Santo Isidoro is a former civil parish in the municipality of Marco de Canaveses, northern Portugal. In 2013, the parish merged into the new parish Santo Isidoro e Livração. In 2001 there were 1495 inhabitants in a 3.73 km2 region fronting the Douro.

==History==
Near the locality of Bouças, exists Penedo da Moura, a large collection of stones that were likely a dismantled dolmen, and in its surroundings are the vestiges of castros and small human settlements, such as in Toutosa and Canaveses (the lateral a Roman village).

During the medieval period, Santo Isidoro acted as a stopping point for wayfarers and pilgrims transiting the region, but obtained local administrative privileges owing to its master, Egas Moniz.
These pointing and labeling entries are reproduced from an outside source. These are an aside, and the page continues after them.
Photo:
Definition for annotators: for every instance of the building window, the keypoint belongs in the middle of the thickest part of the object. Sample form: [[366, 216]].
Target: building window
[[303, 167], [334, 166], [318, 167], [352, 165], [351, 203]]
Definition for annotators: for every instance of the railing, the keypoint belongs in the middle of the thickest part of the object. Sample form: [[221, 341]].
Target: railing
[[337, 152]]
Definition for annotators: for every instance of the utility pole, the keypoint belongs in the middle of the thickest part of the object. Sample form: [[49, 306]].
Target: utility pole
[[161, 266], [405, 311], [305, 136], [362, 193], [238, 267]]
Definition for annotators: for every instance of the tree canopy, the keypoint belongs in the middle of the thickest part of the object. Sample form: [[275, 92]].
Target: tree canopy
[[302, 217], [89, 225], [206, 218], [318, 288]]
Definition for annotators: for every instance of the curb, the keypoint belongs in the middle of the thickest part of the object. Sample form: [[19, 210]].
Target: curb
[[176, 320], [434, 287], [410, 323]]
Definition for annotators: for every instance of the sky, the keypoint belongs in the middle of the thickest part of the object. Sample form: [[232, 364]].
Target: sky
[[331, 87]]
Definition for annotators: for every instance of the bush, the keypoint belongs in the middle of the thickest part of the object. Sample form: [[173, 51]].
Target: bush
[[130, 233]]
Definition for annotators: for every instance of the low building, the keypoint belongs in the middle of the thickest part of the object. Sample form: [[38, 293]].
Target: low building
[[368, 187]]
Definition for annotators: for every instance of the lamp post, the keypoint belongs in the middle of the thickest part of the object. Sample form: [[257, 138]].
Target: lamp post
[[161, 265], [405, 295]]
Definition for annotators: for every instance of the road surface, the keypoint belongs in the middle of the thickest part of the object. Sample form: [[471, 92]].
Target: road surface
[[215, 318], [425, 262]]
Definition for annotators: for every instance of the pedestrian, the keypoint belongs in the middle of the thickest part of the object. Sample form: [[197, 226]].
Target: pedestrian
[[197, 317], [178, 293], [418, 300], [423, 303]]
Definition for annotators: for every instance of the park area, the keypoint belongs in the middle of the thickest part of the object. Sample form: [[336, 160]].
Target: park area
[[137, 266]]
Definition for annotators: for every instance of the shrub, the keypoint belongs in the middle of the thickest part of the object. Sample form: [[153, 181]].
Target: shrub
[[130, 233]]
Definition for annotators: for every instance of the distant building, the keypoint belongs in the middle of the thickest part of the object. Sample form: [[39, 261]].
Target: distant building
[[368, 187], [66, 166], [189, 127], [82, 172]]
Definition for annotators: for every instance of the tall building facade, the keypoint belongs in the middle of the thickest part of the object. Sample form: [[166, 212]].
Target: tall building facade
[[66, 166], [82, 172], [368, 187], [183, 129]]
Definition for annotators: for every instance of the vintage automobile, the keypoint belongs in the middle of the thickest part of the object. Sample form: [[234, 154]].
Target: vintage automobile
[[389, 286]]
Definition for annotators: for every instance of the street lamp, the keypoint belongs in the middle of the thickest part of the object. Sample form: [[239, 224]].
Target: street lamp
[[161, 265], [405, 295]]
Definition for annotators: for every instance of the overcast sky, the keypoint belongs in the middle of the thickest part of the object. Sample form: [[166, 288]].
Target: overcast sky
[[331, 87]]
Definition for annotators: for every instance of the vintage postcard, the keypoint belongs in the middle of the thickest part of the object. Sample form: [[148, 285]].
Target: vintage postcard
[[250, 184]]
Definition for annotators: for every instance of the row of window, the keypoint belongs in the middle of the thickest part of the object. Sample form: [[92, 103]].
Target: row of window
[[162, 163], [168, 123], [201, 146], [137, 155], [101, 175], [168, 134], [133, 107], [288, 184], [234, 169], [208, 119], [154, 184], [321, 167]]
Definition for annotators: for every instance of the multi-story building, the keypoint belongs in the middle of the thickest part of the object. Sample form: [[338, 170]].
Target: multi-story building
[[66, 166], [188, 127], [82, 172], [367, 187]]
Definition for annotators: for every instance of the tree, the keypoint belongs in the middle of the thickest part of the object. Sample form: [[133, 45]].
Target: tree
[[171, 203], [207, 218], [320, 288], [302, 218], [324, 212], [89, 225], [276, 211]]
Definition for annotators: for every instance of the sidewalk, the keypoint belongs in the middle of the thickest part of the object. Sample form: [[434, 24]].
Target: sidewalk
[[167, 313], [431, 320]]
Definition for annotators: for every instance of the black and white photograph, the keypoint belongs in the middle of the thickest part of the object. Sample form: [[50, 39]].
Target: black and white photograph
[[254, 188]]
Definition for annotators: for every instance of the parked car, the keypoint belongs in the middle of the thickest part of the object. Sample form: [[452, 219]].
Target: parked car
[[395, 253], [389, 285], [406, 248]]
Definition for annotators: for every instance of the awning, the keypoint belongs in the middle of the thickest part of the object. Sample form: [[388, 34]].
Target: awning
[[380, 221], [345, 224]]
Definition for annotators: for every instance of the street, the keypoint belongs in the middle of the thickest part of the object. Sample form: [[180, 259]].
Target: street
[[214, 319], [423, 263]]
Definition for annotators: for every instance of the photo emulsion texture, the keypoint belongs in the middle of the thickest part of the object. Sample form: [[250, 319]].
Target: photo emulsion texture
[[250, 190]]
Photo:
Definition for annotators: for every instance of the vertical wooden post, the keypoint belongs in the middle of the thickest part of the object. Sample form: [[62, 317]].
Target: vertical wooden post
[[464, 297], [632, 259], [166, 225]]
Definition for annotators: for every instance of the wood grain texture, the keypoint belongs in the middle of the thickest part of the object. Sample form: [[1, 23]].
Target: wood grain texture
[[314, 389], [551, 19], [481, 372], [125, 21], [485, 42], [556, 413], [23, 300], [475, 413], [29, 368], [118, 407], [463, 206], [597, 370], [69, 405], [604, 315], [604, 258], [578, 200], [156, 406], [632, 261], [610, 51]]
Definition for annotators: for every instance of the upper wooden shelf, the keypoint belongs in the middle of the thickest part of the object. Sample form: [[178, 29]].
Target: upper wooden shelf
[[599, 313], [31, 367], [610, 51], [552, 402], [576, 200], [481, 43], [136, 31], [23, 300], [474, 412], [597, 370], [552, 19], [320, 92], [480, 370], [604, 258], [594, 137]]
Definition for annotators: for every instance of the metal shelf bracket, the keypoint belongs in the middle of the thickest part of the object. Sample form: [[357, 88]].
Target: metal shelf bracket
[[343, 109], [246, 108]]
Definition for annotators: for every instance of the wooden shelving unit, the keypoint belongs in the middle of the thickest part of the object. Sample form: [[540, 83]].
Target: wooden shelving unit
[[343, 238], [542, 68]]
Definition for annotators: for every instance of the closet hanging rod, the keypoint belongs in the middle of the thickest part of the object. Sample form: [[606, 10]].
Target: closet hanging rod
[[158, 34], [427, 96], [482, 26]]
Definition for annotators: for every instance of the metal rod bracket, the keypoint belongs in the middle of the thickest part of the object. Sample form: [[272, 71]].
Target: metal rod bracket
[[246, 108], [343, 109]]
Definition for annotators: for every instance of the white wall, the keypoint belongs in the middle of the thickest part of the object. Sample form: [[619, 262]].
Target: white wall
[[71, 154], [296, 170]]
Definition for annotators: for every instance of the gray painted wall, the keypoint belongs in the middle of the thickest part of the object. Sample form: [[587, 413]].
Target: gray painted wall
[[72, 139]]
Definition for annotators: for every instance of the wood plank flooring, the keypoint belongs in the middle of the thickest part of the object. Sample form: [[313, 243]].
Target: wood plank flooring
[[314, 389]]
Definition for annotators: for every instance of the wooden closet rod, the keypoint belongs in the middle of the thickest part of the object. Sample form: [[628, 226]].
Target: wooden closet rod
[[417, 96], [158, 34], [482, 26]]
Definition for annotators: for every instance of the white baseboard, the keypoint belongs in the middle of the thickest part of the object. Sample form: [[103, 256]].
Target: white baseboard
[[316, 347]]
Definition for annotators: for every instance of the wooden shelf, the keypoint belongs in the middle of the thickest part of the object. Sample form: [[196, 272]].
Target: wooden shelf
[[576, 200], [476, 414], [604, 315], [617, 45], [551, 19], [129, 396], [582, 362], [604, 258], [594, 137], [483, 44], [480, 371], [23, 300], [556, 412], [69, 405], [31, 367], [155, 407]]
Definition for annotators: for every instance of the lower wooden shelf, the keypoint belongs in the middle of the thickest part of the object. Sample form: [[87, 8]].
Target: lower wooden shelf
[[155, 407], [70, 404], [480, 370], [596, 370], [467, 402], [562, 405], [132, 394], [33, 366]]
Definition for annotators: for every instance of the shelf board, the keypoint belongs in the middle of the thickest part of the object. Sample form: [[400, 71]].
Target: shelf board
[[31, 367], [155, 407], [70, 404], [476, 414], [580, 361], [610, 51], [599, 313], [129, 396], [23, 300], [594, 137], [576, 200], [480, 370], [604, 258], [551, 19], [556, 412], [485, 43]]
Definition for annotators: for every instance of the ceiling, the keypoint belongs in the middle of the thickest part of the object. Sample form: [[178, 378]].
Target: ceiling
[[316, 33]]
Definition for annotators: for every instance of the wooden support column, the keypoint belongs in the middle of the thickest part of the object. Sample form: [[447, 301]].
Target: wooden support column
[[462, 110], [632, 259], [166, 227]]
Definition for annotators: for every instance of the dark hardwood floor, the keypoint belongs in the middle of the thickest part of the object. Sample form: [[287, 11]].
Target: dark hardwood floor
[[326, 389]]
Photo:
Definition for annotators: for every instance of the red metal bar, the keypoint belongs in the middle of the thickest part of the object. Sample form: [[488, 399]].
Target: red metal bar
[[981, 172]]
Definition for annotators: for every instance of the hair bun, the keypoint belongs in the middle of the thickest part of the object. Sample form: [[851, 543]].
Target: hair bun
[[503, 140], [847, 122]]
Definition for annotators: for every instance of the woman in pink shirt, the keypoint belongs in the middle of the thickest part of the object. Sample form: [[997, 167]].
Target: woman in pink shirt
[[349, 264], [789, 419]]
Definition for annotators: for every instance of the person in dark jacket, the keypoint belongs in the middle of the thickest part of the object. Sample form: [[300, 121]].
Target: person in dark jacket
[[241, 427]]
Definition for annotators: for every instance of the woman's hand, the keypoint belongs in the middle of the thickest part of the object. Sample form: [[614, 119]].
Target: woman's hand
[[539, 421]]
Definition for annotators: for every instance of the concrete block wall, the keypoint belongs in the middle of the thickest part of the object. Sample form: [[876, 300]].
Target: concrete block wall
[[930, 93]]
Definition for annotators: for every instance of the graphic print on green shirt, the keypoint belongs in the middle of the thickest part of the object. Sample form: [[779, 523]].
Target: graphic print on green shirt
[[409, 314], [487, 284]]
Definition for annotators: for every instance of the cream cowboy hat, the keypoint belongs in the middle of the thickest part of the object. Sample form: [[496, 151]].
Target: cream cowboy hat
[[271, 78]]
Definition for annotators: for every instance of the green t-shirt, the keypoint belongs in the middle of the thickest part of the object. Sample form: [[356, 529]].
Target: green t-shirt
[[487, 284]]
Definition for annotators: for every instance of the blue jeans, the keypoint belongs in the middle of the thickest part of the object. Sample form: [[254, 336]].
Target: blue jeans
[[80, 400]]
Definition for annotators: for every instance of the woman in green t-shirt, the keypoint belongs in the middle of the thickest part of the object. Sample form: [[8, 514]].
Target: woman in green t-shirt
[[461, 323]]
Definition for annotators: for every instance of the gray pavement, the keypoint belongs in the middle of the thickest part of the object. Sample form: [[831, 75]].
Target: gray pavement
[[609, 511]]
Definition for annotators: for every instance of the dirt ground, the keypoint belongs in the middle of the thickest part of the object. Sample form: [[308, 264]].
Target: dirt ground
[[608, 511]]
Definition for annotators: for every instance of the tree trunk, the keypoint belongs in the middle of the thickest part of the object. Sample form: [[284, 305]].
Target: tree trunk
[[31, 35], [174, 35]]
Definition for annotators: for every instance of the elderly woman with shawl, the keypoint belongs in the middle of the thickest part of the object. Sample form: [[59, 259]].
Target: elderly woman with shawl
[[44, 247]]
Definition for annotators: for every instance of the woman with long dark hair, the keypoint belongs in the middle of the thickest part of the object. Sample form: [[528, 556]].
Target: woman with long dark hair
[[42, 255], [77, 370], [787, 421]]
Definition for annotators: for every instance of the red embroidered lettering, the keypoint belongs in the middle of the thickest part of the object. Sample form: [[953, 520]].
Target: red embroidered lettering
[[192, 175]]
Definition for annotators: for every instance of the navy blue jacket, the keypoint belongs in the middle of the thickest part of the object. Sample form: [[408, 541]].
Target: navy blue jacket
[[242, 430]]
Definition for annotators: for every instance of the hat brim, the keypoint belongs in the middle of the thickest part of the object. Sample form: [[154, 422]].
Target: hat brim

Celebrated nobleman in service to Afonso Henriques, Moniz was master of Canaveses and the Tuías, he was responsible for installing the legal magistrates in these territories, and his signeurial holdings lead to the annex of Canaveses. A regal charter by Manuel I, dated July 1497, clearly affirmed, "...the town of Canaveses, and the localities and the annexes" were registered to Egas Moniz. But, any illusions of privileges ended in 1550, by order of John III, following the death of his nephew Manuel.

Administratively, the parish was integrated into the municipality of Santa Cruz de Riba Tâmega, and only joined Marco de Canaveses in the 19th century.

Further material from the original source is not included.